Jasper Linnartz and Steffen Wiedmann, HFML Nijmegen.

A team of researchers from HFML-FELIX, Aarhus University, and the University of Bristol has investigated the high-field electronic transport properties of the semimetal WTe2. In quantum-oscillations measurements, they revealed peculiar magnetic-breakdown trajectories of charge carriers between nested pockets of the Fermi surface.

WTe2 is a material with extraordinary properties. Bound by weak van der Waals interaction, two-dimensional layers can be exfoliated down to a monolayer, leading to emergent phenomena such as superconductivity and the quantum spin Hall effect. In its bulk form (as studied here), the material’s resistance increases by more than 107% in the presence of a high magnetic field.
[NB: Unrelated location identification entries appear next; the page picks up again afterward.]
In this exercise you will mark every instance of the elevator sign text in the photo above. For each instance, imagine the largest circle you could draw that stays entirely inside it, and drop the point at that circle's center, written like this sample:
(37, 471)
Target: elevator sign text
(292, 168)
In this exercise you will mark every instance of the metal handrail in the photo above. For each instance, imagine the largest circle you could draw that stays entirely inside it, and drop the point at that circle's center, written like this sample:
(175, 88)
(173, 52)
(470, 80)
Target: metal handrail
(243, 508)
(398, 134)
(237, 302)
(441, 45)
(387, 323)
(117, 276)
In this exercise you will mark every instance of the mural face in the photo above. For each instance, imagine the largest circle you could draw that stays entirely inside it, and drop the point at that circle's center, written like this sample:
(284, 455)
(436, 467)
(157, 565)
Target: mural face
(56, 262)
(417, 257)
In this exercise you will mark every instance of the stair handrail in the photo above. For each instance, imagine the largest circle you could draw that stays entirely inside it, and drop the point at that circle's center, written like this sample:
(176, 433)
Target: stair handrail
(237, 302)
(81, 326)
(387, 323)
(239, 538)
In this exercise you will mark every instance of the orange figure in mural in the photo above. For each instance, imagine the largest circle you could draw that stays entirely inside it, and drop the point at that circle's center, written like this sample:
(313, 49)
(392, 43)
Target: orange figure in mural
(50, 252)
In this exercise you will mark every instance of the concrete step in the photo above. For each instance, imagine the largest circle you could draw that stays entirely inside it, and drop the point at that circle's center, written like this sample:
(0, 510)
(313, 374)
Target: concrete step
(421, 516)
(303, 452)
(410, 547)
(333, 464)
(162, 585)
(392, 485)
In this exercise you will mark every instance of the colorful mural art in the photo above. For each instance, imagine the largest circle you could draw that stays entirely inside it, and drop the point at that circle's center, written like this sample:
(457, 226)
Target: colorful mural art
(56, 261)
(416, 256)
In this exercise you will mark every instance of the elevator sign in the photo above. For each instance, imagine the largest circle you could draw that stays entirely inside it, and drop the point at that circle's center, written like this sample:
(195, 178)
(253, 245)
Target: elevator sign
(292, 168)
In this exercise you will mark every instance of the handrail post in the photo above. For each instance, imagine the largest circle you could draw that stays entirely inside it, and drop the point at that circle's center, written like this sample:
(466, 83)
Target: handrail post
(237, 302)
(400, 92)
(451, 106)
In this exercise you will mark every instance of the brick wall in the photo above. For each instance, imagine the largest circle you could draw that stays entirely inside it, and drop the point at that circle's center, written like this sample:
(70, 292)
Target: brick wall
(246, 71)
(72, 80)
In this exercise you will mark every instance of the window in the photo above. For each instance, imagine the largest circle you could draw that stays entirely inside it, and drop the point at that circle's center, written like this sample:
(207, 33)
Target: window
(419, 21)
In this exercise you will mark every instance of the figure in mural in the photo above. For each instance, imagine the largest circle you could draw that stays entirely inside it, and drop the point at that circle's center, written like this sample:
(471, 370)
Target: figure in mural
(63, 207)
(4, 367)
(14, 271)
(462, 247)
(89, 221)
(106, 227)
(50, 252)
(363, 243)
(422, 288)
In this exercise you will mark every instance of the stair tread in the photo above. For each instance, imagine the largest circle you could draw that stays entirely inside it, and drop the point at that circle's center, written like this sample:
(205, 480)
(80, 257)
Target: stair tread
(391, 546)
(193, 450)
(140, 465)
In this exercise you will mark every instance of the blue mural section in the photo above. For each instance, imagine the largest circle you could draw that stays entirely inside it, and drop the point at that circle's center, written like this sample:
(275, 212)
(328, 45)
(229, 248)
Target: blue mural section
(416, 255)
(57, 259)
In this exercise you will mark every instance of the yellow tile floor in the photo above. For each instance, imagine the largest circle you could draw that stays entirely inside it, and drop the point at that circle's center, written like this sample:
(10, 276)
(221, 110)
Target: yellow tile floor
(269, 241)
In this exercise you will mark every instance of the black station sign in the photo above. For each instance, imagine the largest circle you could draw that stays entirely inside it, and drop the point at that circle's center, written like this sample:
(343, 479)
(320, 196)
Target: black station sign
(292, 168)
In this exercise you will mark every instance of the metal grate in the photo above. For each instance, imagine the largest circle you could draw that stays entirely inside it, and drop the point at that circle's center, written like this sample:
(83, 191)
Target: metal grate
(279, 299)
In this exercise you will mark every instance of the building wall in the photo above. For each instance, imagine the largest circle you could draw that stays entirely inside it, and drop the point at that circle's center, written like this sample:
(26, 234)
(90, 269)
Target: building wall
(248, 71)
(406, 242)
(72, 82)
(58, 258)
Moreover, bulk WTe2 has also been identified as a type-II Weyl semimetal, which essentially means that its electronic bands form tilted Dirac cones giving rise to small electron and hole pockets containing highly mobile charge carriers. In quantum-oscillation measurements, the observed frequency of the 1/B-periodic oscillations is directly proportional to the extremal area of particular pockets of the Fermi surface. Key properties of the charge carriers such as their effective mass, quantum mobility, and nature (electrons or holes) can be determined from these experiments.

In high magnetic fields, the phenomeon of magnetic breakdown (MB) occurs, which is essentially a tunneling of charge carriers between different pockets of the Fermi surface. In quantum-oscillation measurements, MB orbits are characterized by the sum of individual areas (frequencies) of different pockets. By measuring quantum oscillations that originate from MB orbits at different tilt angles and temperatures and comparing those to band-structure calculations, it was found that the Fermi surface of WTe2 can be explained within the model of a Matryoshka-doll nested Fermi surface of electron and hole pockets, i.e., electron and hole pockets in WTe2 fit inside one another in precisely the same way. What is so peculiar is the fact that the onset of magnetic breakdown is solely determined by impurity scattering in contrast to magnetic-breakdown scenarios in other metallic systems, which depends exclusively on the strength of the applied magnetic field. In addition, unlike in other systems, the phenomenon of MB in this material persists upon changing the magnetic-field orientation with respect to the two-dimensional layers of WTe2.

Figure: (top) Cut of the Fermi surface in the kx-ky
plane highlighting the nested doll configuration. (bottom) Fast-Fourier
transform spectrum for the field range [8–28.7 T] for different
temperatures up to 6.5 K. The corresponding individual (α, β, γ, δ)
and breakdown orbits (sum of individual orbits) are labeled.

Fermi surface and nested magnetic breakdown in WTe2, J. F. Linnartz, C. S. A. Müller, Yu-Te Hsu, C.
Breth Nielsen, M. Bremholm, N. E. Hussey, A. Carrington, and S.
Wiedmann, Phys. Rev. Res. 4, L012005 (2022).